Limana düşen bir bomba piyasaları cayır cayır yakıyor. Bundan sonra Türkiye’nin çevresinin şu andan daha güvenli olmayacağını da görebiliyorsak, neyi bekliyoruz?

Devlet eliyle planlama ve üretim düzenlemesi yapılması gerekiyor.

Bu arada şunun da altını çizelim. Devletimizin yetkilileri Ankara’dan bazı kararları alabilirler ve bunun talimatını ülke geneline gönderebilirler.

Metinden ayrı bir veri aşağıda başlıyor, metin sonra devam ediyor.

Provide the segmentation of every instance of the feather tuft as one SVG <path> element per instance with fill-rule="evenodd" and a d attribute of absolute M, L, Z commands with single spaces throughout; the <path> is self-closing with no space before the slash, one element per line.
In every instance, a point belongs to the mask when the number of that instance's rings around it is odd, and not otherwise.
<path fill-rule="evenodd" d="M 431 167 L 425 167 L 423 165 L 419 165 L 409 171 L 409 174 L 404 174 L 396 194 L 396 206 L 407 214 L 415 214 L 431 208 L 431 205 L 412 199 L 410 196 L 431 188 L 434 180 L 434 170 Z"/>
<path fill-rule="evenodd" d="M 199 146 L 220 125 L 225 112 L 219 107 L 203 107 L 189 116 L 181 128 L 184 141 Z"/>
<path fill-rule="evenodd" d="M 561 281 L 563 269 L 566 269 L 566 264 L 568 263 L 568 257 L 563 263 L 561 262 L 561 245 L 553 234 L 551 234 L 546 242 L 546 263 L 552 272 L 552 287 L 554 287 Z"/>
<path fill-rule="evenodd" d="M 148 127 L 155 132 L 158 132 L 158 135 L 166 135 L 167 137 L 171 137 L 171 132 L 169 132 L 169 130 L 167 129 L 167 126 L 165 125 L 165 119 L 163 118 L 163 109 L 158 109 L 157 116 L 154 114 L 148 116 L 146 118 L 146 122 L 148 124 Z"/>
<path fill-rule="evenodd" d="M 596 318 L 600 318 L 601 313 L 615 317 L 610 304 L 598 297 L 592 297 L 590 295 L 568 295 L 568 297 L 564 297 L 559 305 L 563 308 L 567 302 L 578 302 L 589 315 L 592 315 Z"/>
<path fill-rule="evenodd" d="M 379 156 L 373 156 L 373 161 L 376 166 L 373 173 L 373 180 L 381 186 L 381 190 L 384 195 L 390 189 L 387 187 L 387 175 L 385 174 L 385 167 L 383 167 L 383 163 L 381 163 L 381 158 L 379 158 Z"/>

Tarım sektörünün mevcut yapısıyla şu da olabilir, bu da olabilir öngörüleri de olabilir. Alınan kararlara göre kırsalda beklenen etki görülebilir mi, bunu tam olarak beklememek gerekir.

Örneğin üçüz kardeş marketler zincirine yapılan denetimler etkili oldu mu? Haa, bu arada petrol fiyatları bir miktar da olsa düştü. Petrole bağlı tarımsal girdilerde düşme oldu mu? Bunu kim kontrol edecek?

Unutmayalım, oturdukları makamı verenlerin gitmelerini bekleyen bürokratlar, memurlar olduğunu aklımızdan çıkarmayalım.

Son not: Tarım Türkiye'mizin geleceğidir. Bu gelecek ise hepimizindir.